The Hundred Years' War was a series of conflicts waged from 1337 to 1453 by the House of Plantagenet, rulers of the Kingdom of England, against the House of Valois, rulers of the Kingdom of France, for control of the latter kingdom. Each side drew many allies into the war. It was one of the most notable conflicts of the Middle Ages, in which five generations of kings from two rival dynasties fought for the throne of the largest kingdom in Western Europe. The war marked both the height of chivalry and its subsequent decline, and the development of strong national identities in both countries.
After the Norman Conquest, the kings of England were vassals of the kings of France for their possessions in France. The French kings had endeavored, over the centuries, to reduce these possessions, to the effect that only Gascony was left to the English. The confiscation or threat of confiscating this duchy had been part of French policy to check the growth of English power, particularly whenever the English were at war with the Kingdom of Scotland, an ally of France.
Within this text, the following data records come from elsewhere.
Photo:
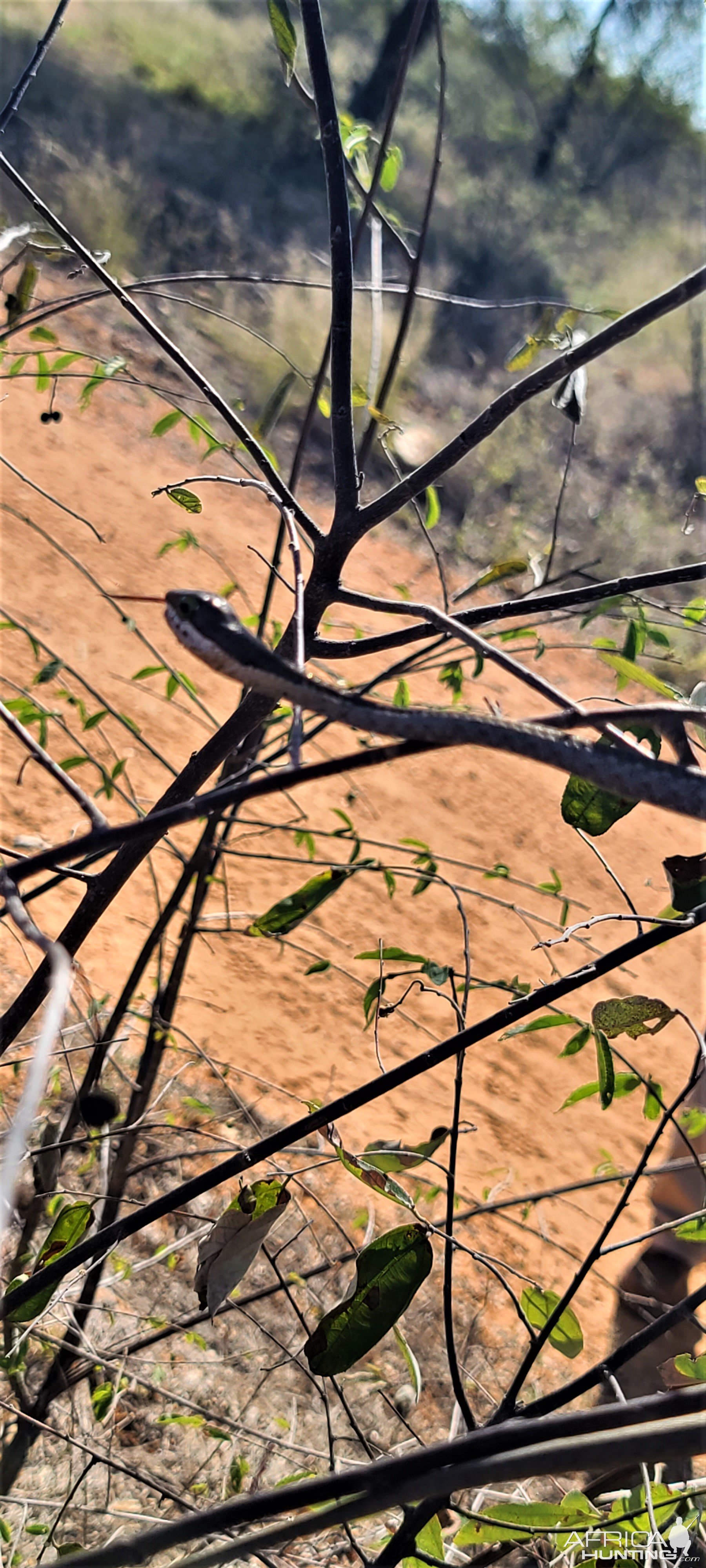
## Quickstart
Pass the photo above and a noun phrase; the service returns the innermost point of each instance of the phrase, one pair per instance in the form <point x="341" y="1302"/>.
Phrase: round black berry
<point x="98" y="1106"/>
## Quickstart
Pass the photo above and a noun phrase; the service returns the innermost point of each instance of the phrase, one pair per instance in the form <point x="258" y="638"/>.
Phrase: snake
<point x="209" y="628"/>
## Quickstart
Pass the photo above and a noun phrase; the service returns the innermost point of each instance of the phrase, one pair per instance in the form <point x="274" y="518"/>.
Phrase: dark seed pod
<point x="98" y="1106"/>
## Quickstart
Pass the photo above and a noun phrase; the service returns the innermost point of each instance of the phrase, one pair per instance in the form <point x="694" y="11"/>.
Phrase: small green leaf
<point x="429" y="1541"/>
<point x="67" y="1232"/>
<point x="631" y="672"/>
<point x="631" y="1015"/>
<point x="43" y="379"/>
<point x="395" y="956"/>
<point x="434" y="509"/>
<point x="390" y="176"/>
<point x="578" y="1042"/>
<point x="539" y="1308"/>
<point x="167" y="423"/>
<point x="388" y="1276"/>
<point x="186" y="499"/>
<point x="595" y="810"/>
<point x="297" y="907"/>
<point x="693" y="1230"/>
<point x="413" y="1368"/>
<point x="390" y="1156"/>
<point x="693" y="1367"/>
<point x="285" y="35"/>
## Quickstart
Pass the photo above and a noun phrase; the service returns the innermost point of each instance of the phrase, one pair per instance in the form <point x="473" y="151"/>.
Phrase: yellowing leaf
<point x="236" y="1240"/>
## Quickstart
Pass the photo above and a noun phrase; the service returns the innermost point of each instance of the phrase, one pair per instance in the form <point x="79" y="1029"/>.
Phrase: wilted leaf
<point x="285" y="35"/>
<point x="289" y="912"/>
<point x="631" y="1015"/>
<point x="539" y="1307"/>
<point x="388" y="1277"/>
<point x="686" y="876"/>
<point x="231" y="1246"/>
<point x="67" y="1232"/>
<point x="597" y="810"/>
<point x="393" y="1156"/>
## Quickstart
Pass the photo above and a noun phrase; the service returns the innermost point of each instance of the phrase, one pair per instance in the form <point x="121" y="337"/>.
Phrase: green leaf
<point x="547" y="1022"/>
<point x="101" y="1401"/>
<point x="631" y="672"/>
<point x="391" y="1156"/>
<point x="566" y="1337"/>
<point x="67" y="1232"/>
<point x="390" y="176"/>
<point x="631" y="1015"/>
<point x="595" y="810"/>
<point x="606" y="1069"/>
<point x="285" y="35"/>
<point x="434" y="509"/>
<point x="429" y="1541"/>
<point x="297" y="907"/>
<point x="48" y="672"/>
<point x="415" y="1373"/>
<point x="653" y="1102"/>
<point x="186" y="499"/>
<point x="371" y="1177"/>
<point x="371" y="1000"/>
<point x="235" y="1241"/>
<point x="396" y="956"/>
<point x="517" y="1522"/>
<point x="43" y="379"/>
<point x="578" y="1042"/>
<point x="388" y="1276"/>
<point x="693" y="1230"/>
<point x="624" y="1084"/>
<point x="167" y="423"/>
<point x="693" y="1367"/>
<point x="65" y="361"/>
<point x="275" y="405"/>
<point x="686" y="876"/>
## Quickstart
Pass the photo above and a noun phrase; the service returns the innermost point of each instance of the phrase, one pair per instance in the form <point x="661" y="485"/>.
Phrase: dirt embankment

Through his mother, Isabella of France, Edward III of England was the grandson of Philip IV of France and nephew of Charles IV of France, the last king of the senior line of the House of Capet. In 1316, a principle was established denying women succession to the French throne. When Charles IV died in 1328, Isabella, unable to claim the French throne for herself, claimed it for her son. The French rejected the claim, maintaining that Isabella could not transmit a right that she did not possess. For about nine years (1328–1337), the English had accepted the Valois succession to the French throne. But the interference of the French king, Philip VI, in Edward III's war against Scotland led Edward III to reassert his claim to the French throne. Several overwhelming English victories in the war—especially at Crecy, Poitiers, and Agincourt—raised the prospects of an ultimate English triumph. However, the greater resources of the French monarchy precluded a complete conquest. Starting in 1429, decisive French victories at Patay, Formigny, and Castillon concluded the war in favor of France, with England permanently losing most of its major possessions on the continent.
Historians commonly divide the war into three phases separated by truces: the Edwardian Era War (1337–1360); the Caroline War (1369–1389); and the Lancastrian War (1415–1453). Contemporary conflicts in neighbouring areas, which were directly related to this conflict, included the War of the Breton Succession (1341–1364), the Castilian Civil War (1366–1369), the War of the Two Peters (1356–1375) in Aragon, and the 1383–85 Crisis in Portugal. Later historians invented the term "Hundred Years' War" as a periodization to encompass all of these events, thus constructing the longest military conflict in history.
The war owes its historical significance to multiple factors. By its end, feudal armies had been largely replaced by professional troops, and aristocratic dominance had yielded to a democratisation of the manpower and weapons of armies. Although primarily a dynastic conflict, the war gave impetus to ideas of French and English nationalism. The wider introduction of weapons and tactics supplanted the feudal armies where heavy cavalry had dominated. The war precipitated the creation of the first standing armies in Western Europe since the time of the Western Roman Empire, composed largely of commoners and thus helping to change their role in warfare. With respect to the belligerents, English political forces over time came to oppose the costly venture. The dissatisfaction of English nobles, resulting from the loss of their continental landholdings, became a factor leading to the civil wars known as the Wars of the Roses (1455–1487). In France, civil wars, deadly epidemics, famines, and bandit free-companies of mercenaries reduced the population drastically. Shorn of its continental possessions, England was left with the sense of being an island nation, which profoundly affected its outlook and development for more than 500 years.〔As noted in, ''e.g.'', Gregory D. Cleva, ''Henry Kissinger and the American Approach to Foreign Policy'', Bucknell University Press, 1989; p. 87 ("the English Channel gave the nation a sense of geographical remoteness", while its "navy fostered a sense of physical unassailability" that lasted until the early 20th century).〕
==Origin of the conflict==
The root causes of the conflict can be found in the demographic, economic and social crises of 14th century Europe. The outbreak of war was motivated by a gradual rise in tension between the Kings of France and England about Guyenne, Flanders and Scotland. The dynastic question, which arose due to an interruption of the direct male line of the Capetians, was the official pretext.